Henry asked his intern to make another plot based on his new idea, though the intern looked very suspicious of Henry's new idea. But as always, the Emory intern had to listen to his boss. Here is the new plot the intern generated for Henry:

Coefficients:
 [[3431.58181818]]
intercept: [14811.8]
r-square: [0.59639035]

Henry was in ecstacy, not only because now there was a clear increasing trend in the plot, but because he could now apply his math skills developped from Midd again to predict 2020 revenue. Based on the coefficient, Henry did this:

y_2020= 3431*2020+14811= 6945431 millions dollars !!!!!!!!!!!!
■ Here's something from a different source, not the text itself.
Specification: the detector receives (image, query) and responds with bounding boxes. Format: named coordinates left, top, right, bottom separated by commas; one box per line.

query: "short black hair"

Sometimes just a small modifications of conventional ideas could lead to BIG advance in sciences. Henry reported his predictions to his boss, and everyone was super excited. The very next day, the Nobel committe called, and Henry was awarded a Nobel prize in Economics due to his special contribution to corporate finance. Nowadays, Henry's sorting method is known as "stochastic monte Carlo mystical reordering method", which has been widely adopted in both academia and industry. He later accepted a Tenure position at UChicago and became so rich that he bought his best friend a new house in Hyde Park, Chicago, IL.